In this context it should be noted that less interesting is some kind of “qualified interoperability” where the cross-use of query languages would require one to understand the implementation of the underlying graph models. In other words, we want to stay away from, say, implementing5

⁵

e.g., https://www.tigergraph.com/blogs/about-tigergraph/graph-gurus-episode-1-building-an-enterprise-knowledge-graph-from-rdf-data/.

RDF using an LPG, mapping an RDF graph to an LPG [4,6,21], or describing LPGs in RDF [26], particularly if the chosen approach requires the users to be knowledgeable of multiple data models instead of a single one (due to limitations, information loss, etc.).

The discussion of LPGs in this paper is limited to the form of LPGs used by Gremlin and openCypher. Other graph query languages and implementations may come with additional challenges to consider. When discussing RDF, we consider features of RDF-star as well.

2. Preliminaries

As a basis for the discussion in this paper, we introduce a data-model-independent notation that has an interpretation in both the RDF and the LPG world and, thus, enables us to present examples using a data-model-independent syntax. Specifically, in our examples we represent graph data via so-called statements of the following form: $\begin{array}{l} src \overset{label}{\to} value : s i d \end{array}$

In the context of RDF, such statements shall be interpreted as triples with src as the subject, label as the predicate, and value as the object. For LPGs, the interpretation of a statement depends on the type of its src and value components. If src and value are both vertices, then the statement represents an edge with the given label; if src is a vertex and value is a literal (e.g., a string or numeric), the statement shall represent a property with key label and value value. Additionally, each statement in our notation is associated with a statement identifier (SID), sid. We will discuss use cases, intent, and characteristics of such identifiers throughout examples.

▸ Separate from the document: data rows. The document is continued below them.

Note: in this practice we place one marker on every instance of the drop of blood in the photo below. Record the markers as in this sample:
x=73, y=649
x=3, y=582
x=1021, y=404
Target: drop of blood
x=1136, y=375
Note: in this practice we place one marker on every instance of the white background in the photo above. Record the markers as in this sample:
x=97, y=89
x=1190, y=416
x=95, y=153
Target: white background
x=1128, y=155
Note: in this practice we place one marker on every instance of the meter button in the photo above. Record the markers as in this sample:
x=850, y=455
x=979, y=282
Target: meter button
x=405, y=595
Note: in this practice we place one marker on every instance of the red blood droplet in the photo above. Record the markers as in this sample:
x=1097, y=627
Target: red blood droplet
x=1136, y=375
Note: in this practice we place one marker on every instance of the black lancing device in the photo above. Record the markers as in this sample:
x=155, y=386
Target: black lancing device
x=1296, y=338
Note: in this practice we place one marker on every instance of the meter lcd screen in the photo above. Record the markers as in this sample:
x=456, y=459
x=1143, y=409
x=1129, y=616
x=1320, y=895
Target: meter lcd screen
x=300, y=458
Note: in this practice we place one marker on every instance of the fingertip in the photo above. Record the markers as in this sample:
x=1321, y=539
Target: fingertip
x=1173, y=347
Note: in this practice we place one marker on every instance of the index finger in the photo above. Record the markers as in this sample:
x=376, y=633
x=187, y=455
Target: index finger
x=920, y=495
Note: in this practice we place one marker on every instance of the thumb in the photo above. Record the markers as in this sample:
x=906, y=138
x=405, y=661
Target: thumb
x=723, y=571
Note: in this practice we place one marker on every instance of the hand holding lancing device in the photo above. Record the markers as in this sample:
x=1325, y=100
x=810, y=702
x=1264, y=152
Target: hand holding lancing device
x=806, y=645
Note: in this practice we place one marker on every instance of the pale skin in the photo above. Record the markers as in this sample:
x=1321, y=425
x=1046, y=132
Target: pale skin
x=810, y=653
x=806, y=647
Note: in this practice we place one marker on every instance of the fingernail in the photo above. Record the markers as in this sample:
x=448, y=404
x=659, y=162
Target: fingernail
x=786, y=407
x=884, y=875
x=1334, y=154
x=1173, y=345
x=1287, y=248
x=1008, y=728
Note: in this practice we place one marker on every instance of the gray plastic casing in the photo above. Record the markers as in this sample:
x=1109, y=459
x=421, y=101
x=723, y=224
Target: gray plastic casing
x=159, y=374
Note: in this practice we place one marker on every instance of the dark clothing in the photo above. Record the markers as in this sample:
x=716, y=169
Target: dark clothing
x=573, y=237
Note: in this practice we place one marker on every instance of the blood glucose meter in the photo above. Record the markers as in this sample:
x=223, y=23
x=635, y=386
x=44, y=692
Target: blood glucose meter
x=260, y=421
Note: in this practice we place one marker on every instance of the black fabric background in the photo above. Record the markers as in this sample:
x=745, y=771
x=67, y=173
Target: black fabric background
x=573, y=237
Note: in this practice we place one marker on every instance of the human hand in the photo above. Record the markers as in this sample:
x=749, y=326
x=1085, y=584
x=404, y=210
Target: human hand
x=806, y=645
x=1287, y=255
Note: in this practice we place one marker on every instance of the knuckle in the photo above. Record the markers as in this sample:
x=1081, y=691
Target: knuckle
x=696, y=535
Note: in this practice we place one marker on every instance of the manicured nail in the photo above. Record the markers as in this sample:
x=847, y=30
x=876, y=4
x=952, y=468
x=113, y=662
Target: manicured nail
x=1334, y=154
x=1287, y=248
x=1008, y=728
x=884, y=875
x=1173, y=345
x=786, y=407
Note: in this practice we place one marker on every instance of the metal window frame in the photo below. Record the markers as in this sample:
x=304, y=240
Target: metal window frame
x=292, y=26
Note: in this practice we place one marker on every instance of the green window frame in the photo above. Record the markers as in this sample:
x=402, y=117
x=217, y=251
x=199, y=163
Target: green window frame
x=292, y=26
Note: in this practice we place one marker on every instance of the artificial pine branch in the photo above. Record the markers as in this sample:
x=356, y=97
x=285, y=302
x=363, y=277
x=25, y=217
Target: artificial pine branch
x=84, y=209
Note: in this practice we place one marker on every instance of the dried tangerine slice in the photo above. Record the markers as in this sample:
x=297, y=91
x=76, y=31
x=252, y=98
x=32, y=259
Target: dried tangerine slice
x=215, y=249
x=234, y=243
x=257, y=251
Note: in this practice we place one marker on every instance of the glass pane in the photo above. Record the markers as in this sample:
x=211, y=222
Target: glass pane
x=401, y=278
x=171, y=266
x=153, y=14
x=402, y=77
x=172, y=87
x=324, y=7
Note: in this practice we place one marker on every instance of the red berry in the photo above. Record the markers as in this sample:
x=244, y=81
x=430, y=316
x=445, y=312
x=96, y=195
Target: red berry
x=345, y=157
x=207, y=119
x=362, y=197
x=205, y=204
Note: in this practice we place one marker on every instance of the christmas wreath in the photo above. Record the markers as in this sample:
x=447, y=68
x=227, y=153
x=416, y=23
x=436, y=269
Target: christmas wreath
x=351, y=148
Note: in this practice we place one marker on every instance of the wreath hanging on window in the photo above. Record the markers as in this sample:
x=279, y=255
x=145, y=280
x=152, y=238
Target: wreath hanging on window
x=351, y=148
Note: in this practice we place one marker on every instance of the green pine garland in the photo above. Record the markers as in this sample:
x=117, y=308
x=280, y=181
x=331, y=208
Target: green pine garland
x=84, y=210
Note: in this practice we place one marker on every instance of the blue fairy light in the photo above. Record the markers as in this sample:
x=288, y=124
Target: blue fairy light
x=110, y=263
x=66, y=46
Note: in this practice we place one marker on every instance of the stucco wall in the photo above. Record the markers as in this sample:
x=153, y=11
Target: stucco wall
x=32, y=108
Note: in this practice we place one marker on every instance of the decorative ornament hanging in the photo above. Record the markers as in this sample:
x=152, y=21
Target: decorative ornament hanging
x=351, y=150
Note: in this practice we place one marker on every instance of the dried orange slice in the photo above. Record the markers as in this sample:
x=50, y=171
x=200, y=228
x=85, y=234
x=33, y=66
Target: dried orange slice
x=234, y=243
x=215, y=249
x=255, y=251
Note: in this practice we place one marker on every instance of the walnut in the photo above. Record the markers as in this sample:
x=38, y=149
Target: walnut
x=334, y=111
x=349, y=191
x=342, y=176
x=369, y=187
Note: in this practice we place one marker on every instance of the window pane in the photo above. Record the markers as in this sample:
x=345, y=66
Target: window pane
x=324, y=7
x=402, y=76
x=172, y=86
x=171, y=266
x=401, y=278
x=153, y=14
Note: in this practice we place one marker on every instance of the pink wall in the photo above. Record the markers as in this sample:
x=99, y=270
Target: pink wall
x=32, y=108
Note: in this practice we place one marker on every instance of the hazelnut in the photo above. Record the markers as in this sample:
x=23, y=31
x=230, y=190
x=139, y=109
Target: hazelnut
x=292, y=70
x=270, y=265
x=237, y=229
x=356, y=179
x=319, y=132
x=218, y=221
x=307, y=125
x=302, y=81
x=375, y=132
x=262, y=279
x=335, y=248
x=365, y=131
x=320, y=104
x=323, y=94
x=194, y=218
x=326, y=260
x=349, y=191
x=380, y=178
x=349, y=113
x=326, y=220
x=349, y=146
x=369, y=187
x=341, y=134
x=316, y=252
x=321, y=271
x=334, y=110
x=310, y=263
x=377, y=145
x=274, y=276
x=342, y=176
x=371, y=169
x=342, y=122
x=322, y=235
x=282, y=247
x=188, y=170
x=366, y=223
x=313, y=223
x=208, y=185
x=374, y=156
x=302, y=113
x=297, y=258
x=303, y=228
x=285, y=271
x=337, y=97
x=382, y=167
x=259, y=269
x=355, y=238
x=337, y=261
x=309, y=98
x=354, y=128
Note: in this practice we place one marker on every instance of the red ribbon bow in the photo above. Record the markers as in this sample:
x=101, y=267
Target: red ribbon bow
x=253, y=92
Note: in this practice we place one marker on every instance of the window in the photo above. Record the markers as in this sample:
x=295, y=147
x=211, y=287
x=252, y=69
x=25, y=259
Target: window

While we do believe that the concept of elements with identity is crucial to overcome existing gaps between RDF and LPGs, we emphasize that the statement notation with explicit SIDs used throughout the paper should not be understood as an attempt to propose this notation as a new graph data model. A complete formalization that bridges all the gaps between the triples-based view on graphs taken by RDF and the vertex/edge-centric paradigm underlying LPGs may well differ from, or go beyond, the (deliberately simple) statement notation chosen within this paper. Also, we would like to stress that this notation does not imply a necessity (neither does it suggest a preference) for a triples-based or a quads-based physical indexing scheme for graph data. The sole purpose of the statement notation is to provide a syntax that allows for a semi-formal presentation of examples, to illustrate characteristics of the two data models and the gaps between them.

As a concrete example of the notation, consider the following three statements: $\begin{array}{l} Alice \overset{knows}{\to} Bob : s i d_{1} Alice \overset{name}{\to} “Alice” : s i d_{2} Bob \overset{name}{\to} “Bob” : s i d_{3} \end{array}$

Informally, these statements represent a graph that captures a knows relationship between nodes, one for Alice (with name “Alice”) and one for Bob (with name “Bob”). The idea behind the SIDs is that they can now be used in either the src or the value position of statements, to refer to the statements that they identify (say, to make statements about these statements). For instance, to make a statement about the knows relationship between Alice and Bob we do so by adding a statement that references the statement through its SID sid₂ in the src position: $\begin{array}{l} s i d_{1} \overset{since}{\to} 2020 : s i d_{4} \end{array}$

Conceptually, we distinguish between simple statements, as statements that do not contain SIDs in the first three positions, and meta-statements, represented as statements with SIDs in the src or the value position.6

⁶
We do not see a strong use case for supporting SIDs in the label position.

In the previous example, the first three statements are simple ones and the last one is a meta-statement.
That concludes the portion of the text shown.